In the section beginning with the Ten Virgins, Origen treats Matthew 25:1–13 as a single, closed unit. He never signals an internal break, never reintroduces the scene, and never behaves as if he has left and re-entered the narrative. The allegory of lamps, oil, sleep, awakening, and entrance into the wedding is continuous and cumulative. This corresponds exactly to a single Ammonian pericope, later numbered §231. Nothing in Origen’s handling suggests subdivision or overlap with adjacent material. The unit is assumed as already given.
When Origen turns from vigilance to recompense and stewardship, the discourse logic changes, and so does the narrative unit. Matthew 25:14–30, the parable of the Talents, is treated as a distinct block with its own governing theme. Origen’s moral and theological exposition presupposes that he has crossed into new ground. This corresponds to the next Ammonian section, §232. Again, there is no ambiguity: this is not an interior gloss on the Virgins but a new pericope.
The same pattern continues with the Judgment of the Sheep and the Goats in Matthew 25:31–46. Origen treats this as a complete eschatological tableau, distinct from both vigilance and stewardship. He does not mix its imagery with the previous parables, nor does he dissolve it into them. The logic is judicial, cosmic, and final. This matches Ammonian §233 precisely and confirms that Origen is already operating with stable pericope contours.
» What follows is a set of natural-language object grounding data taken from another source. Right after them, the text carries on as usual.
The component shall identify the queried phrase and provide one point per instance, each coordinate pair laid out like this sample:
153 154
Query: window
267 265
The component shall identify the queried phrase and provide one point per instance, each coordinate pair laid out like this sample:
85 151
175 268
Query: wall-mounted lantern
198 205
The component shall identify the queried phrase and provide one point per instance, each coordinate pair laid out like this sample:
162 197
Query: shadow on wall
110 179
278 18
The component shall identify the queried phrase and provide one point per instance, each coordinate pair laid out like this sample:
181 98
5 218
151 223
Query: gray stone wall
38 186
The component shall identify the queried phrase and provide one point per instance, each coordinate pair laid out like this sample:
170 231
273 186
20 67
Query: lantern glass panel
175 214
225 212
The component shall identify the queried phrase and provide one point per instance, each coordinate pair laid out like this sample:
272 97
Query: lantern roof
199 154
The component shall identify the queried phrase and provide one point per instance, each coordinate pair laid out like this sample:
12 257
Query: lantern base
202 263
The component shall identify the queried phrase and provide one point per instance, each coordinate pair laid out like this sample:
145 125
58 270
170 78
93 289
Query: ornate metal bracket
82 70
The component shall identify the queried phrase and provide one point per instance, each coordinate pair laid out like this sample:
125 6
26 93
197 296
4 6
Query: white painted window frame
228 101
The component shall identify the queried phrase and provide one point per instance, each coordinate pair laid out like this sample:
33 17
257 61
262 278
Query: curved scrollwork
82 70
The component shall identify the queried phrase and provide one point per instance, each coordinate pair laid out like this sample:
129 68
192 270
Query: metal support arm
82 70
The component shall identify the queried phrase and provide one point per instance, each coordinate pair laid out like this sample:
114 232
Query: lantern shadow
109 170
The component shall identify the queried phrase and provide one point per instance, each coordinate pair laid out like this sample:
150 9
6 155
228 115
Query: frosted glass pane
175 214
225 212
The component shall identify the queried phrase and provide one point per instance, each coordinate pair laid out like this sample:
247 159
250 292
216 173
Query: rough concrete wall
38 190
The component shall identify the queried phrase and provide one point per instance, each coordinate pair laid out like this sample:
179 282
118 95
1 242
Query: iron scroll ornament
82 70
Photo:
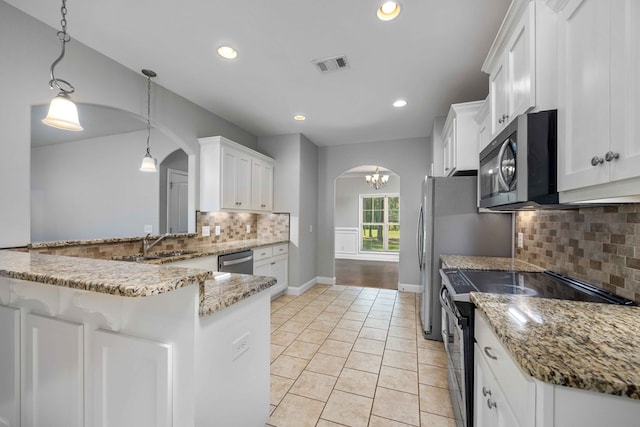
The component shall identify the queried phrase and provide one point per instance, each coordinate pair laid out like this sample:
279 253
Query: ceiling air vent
334 63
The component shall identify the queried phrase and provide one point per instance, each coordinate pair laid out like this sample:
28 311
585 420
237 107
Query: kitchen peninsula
111 343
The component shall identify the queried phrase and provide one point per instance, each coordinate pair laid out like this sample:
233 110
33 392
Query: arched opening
367 227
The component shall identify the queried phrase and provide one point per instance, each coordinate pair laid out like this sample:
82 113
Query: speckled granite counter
130 279
576 344
486 263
When the narrative moves into the Passion, Origen’s behavior becomes even more diagnostic. At the Bethany anointing, he explicitly marks a new narrative beginning, citing “six days before Passover” and adding καὶ τὰ ἑξῆς. That phrase is not decorative. It is a structural signal. He is anchoring the exposition at the head of a new unit, which corresponds to Ammonian §234. This is exactly the sort of incipit the Ammonian system later encodes numerically.
From that point onward, Origen consistently respects the integrity of the Passion sequence. Judas’s announcement at the supper, the trial scenes, Peter’s denial, Judas’s remorse, Jesus before Pilate, the mockery, the crucifixion, the darkness, the death, and the women at the cross are all handled as discrete but sequential narrative blocks. Origen does not collapse them into one undifferentiated Passion blur, nor does he fragment them arbitrarily. Each episode is treated as a recognizable scene with its own theological work to do, and each aligns with a later Ammonian section (§235 through §245).
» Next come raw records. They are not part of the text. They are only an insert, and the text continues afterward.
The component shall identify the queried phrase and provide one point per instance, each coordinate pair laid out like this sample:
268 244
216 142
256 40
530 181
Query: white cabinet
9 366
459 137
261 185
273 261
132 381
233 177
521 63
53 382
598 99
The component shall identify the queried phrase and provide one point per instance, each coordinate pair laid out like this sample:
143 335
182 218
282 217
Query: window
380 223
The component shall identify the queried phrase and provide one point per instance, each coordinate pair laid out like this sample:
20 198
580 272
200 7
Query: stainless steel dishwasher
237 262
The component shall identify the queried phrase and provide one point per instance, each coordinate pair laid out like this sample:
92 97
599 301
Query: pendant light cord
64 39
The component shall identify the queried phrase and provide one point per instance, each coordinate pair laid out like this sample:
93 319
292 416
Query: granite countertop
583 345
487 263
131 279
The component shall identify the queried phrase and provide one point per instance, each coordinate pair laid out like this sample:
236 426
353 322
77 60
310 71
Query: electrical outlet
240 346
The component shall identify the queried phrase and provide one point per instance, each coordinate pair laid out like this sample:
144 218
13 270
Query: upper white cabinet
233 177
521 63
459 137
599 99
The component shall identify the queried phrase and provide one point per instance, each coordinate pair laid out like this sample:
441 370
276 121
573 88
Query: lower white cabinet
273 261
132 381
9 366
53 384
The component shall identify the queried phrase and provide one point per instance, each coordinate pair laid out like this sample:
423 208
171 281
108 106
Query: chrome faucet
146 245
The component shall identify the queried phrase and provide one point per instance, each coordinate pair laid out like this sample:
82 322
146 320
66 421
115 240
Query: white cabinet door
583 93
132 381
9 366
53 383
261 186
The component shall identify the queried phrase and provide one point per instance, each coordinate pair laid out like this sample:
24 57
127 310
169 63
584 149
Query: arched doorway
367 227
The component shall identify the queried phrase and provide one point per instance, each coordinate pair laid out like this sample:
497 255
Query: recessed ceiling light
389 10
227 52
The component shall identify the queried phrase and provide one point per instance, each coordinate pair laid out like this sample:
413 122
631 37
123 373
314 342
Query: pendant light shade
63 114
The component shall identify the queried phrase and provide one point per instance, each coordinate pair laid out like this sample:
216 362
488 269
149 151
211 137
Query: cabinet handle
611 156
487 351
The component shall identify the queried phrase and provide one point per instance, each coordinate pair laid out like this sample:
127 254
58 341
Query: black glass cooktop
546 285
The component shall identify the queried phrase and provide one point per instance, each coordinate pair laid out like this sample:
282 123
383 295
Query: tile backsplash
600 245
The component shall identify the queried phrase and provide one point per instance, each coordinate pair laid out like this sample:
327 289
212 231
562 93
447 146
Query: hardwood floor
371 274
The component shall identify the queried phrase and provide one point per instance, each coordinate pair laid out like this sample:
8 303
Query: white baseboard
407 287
Crucially, Origen does not need to announce these boundaries every time. Most of the time, he does not. That is precisely the point. Boundaries are only signaled when a new unit is entered. Interior verses are treated as interior. No incipit, no καὶ τὰ ἑξῆς, no μέχρι or ἕως formula means Origen assumes the reader knows where they are within the narrative unit. That assumption only makes sense if the units themselves are stable and commonly recognized.
Taken as a whole, this passage supports a strong historical conclusion. Origen is not citing isolated verses; he is citing pericopes. The pericopes he assumes correspond closely to the later Ammonian sections in Matthew. The Ammonian system, therefore, is not inventing narrative segmentation ex nihilo in the fourth century. It is regularizing, numbering, and cross-referencing a way of reading the Gospels that is already visible, already operative, and already presupposed in Origen’s exegetical practice.